In recent years, the rapid development of the aviation industry in Africa has solved the employment problem of more than 6 million people, which is of great significance in the African economy. Since the virus outbreak, Rwandair, Kenya Airways, and Mauritius Airlines have lost more than $400 million in direct and indirect losses due to cancellations of flights to China. More cities are closing, and the airline industry has been hit harder. The International Air Transport Authority estimates that passenger mileage revenue for African airlines has fallen by 32%, and capital revenue has fallen by $4 billion. Ethiopian Airlines, in particular, faces a loss of $1.2 billion. The impact on the aviation sector alone led to a 32 percent drop in industrial output in Africa.

5.1.6. Disruption of the “China-Africa” Supply Chain

More Chinese goods have entered African markets since the beginning of the new century, gradually increasing from 3 percent of Africa’s total imports in 2001 to 19 percent in 2019. More than 60% of African countries see China as their most significant source of goods center.
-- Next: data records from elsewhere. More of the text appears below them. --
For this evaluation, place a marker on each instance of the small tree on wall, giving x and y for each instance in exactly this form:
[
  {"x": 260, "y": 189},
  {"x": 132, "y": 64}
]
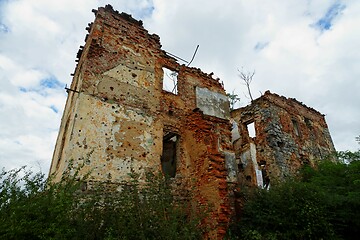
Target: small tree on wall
[
  {"x": 233, "y": 99},
  {"x": 247, "y": 78}
]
China’s exports to Africa totaled $52.86 billion in the first half of 2019, but the outbreak of the virus directly affected export growth in 2020. As it stands, Nigerians who went to China in January 2020 to buy goods have not been able to return home because of the outbreak, and because the suppliers are mainly in China, they have not been supplied since the outbreak. Supply chain problems may be hidden in the normal state of operation, but the epidemic situation directly exposed the weakness in the African-China supply chain. Figure 6 compares Africa’s export to china for 2019 and 2020 compared.

Figure 6. Major African exporters to China compared for 2019 and 2020.
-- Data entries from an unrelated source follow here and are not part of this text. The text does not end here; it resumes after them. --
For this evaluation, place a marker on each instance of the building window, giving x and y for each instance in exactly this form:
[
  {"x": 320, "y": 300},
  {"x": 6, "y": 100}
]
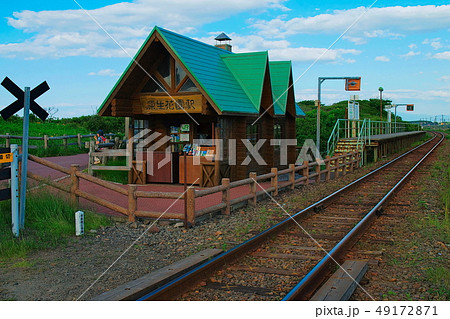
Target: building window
[
  {"x": 253, "y": 132},
  {"x": 169, "y": 76}
]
5.1.7. Lack of Equipment, Loans, and the Shutdown of Infrastructure Construction

After the outbreak of COVID-19, more countries began to restrict the movement of people in various cities and countries, and many of the infrastructure projects that China has invested in Africa are at a standstill. In January 2020, most of the Chinese workers were stranded in Africa, the most critical issue being the relative fragmentation of the supply chain of critical materials, the inability to procure related equipment and machinery effectively, and the fact that China was affected by the epidemic, daily throughput many transport hubs and ports.
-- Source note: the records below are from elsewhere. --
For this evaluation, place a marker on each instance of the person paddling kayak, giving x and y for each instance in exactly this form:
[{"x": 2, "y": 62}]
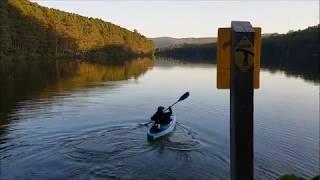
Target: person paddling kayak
[{"x": 161, "y": 117}]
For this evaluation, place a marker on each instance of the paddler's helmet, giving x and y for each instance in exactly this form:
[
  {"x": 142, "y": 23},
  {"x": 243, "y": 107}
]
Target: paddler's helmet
[{"x": 160, "y": 109}]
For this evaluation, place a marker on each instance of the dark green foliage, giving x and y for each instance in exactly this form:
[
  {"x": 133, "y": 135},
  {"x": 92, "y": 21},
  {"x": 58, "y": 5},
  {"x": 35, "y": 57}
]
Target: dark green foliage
[
  {"x": 30, "y": 29},
  {"x": 297, "y": 53},
  {"x": 316, "y": 178},
  {"x": 290, "y": 177},
  {"x": 190, "y": 51}
]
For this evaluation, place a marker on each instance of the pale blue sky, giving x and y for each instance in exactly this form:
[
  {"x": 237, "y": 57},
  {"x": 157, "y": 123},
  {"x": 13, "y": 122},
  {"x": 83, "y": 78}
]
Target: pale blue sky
[{"x": 194, "y": 18}]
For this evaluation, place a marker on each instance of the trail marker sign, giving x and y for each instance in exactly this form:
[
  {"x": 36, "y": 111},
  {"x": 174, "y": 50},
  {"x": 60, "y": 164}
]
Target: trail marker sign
[{"x": 246, "y": 56}]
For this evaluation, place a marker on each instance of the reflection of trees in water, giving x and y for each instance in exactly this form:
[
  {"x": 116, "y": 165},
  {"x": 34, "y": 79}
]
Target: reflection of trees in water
[
  {"x": 22, "y": 79},
  {"x": 308, "y": 70}
]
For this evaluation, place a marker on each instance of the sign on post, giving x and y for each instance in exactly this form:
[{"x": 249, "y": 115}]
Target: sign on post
[
  {"x": 238, "y": 67},
  {"x": 224, "y": 58}
]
Chinese investment projects in Africa are based on China’s advantages in infrastructure and heavy industry. As many industries gradually lose bank loans, more Sino-African cooperation projects do not have financial support; the arrival of the epidemic makes such advantages disappear and will undoubtedly impact Africa’s economic construction.

5.1.8. Decrease in Natural Resource Exports from Africa to China

China is an important market for the export of natural resources in Africa. However, the slowdown of China’s social and economic development caused by the virus will inevitably impact many African countries’ export of natural resources. Trade between China and African countries totaled $101.8 billion in the first half of 2019, with China importing $49 billion. China’s economic growth slowed to 4.5 percent in the first quarter of 2020 compared with the same period last year because of the outbreak of the new crown disease, but by June, it had stabilized, and China’s economic output is now in the 50 percent range, there are some differences between the situation in 2003 and the SARS period. Currently, the epidemic is in a period of rapid social and economic growth in China, and consumption is under pressure, while the manufacturing industry is challenging to develop. Just as China’s expectations for 2015 have lowered, African countries tend to follow suit. If China’s economy did not grow by more than 6.1% in 2019, 4.5% this year, it could significantly influence global economic markets. The hostile external environment is bound to reduce economic growth in South Africa by about 1.2 percent, but resource sales account for a substantial proportion of revenues in African countries as more than half of South Africa’s exports of natural resources account for about 40 percent of GDP.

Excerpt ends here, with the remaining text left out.